What is the role of spiking neurons in the neural code?
Information in the central nervous system is propagated by electro-chemical signals which often take the form of short pulses ---or spikes--- especially when connecting neurons over some distance. I am focused in studying why this solution has been privileged during evolution and the consequences it has on the properties and efficiency of cognitive abilities, such as the visual perception of motion.
What is the representation used by spiking neurons? How are inferences coded in spikes (Perrinet, 2005)?

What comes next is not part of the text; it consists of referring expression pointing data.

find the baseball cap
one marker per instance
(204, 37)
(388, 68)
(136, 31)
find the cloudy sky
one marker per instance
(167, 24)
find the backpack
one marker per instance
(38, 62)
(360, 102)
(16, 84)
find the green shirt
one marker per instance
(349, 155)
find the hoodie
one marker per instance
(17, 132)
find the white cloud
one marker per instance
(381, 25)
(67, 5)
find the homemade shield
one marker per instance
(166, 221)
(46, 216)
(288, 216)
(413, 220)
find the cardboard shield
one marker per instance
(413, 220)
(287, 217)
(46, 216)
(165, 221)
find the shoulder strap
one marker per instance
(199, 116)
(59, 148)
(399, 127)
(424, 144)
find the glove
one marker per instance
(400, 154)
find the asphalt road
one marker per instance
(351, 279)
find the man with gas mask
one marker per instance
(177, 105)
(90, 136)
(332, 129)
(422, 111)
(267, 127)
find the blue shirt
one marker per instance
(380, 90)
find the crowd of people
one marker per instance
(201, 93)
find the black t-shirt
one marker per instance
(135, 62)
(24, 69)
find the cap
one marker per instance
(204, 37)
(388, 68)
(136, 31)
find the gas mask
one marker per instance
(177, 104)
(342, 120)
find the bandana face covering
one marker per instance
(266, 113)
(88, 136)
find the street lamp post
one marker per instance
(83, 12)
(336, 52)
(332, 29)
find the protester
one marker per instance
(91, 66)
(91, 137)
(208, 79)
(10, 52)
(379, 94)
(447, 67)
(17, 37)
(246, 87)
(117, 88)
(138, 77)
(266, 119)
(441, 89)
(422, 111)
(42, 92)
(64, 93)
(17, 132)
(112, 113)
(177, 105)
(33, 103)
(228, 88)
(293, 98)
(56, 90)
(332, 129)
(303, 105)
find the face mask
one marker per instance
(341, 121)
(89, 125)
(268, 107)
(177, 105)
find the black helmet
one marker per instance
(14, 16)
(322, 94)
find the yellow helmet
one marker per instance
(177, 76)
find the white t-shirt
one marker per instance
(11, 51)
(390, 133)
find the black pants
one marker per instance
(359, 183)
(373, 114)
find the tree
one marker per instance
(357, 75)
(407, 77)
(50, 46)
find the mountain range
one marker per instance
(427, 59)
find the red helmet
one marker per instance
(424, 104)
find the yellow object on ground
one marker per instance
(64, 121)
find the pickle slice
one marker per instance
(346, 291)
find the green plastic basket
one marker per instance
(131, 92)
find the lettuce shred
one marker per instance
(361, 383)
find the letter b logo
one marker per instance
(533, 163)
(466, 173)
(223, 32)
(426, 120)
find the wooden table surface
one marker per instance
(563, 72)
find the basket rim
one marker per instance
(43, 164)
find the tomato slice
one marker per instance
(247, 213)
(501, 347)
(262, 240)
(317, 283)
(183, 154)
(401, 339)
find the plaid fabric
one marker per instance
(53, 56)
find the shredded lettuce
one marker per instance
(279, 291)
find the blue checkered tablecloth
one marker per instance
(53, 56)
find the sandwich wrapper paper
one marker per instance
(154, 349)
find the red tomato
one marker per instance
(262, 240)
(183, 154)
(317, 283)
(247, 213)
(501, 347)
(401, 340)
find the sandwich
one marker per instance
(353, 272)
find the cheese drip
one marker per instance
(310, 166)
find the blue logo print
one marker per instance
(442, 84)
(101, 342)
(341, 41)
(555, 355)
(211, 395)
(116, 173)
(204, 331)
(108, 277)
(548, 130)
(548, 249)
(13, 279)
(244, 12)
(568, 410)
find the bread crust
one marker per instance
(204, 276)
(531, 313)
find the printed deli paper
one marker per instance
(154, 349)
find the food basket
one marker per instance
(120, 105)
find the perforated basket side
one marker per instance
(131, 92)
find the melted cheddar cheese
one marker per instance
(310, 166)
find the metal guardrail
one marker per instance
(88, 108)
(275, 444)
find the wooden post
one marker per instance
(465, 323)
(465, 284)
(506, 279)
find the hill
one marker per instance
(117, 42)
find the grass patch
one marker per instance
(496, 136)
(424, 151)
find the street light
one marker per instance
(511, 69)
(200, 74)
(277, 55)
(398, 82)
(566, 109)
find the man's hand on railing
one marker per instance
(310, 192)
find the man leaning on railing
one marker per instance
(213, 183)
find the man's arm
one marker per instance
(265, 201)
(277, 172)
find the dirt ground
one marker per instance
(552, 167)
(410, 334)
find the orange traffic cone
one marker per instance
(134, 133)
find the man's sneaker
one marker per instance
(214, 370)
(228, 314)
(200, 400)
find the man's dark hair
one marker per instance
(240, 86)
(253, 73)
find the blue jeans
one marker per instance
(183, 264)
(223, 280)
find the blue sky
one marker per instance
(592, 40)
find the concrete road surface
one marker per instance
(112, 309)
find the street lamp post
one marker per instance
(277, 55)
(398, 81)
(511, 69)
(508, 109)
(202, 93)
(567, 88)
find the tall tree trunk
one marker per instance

How to derive an efficient, plausible model of learning using Sparse Hebbian Learning? Is efficiency translated in the sparseness of spiking representations?
How do these algorithms apply to the visual perception of motion?
We use Dynamical Neural Networks to analyze and simulate the behavior of neural models. We concentrate on plausible models of the cerebral cortex and on low- to mid-level cognitive abilities. Applied to the visual perception of motion, we study the integration of local spatio-temporal velocity information to a more "high-level" motion information. Main results produce novels ways of creating efficient algorithms designed for parallel machines such as Sparse Spike Coding and promote the application of neural algorithms to technology, especially to signal and image processing (see for instance (Perrinet, 03, IEEE TNN) or (Fischer, 07)).
Algorithms based on correlation based inhibition may provide a sparse coding of signals and images (see Publications/Perrinet02sparse),
This type of representation is achievable through Sparse Hebbian Learning,
Results on the perception of motion suggest that behavioral responses reflect the spatio-temporal integration of local information which gets progressively disambiguated.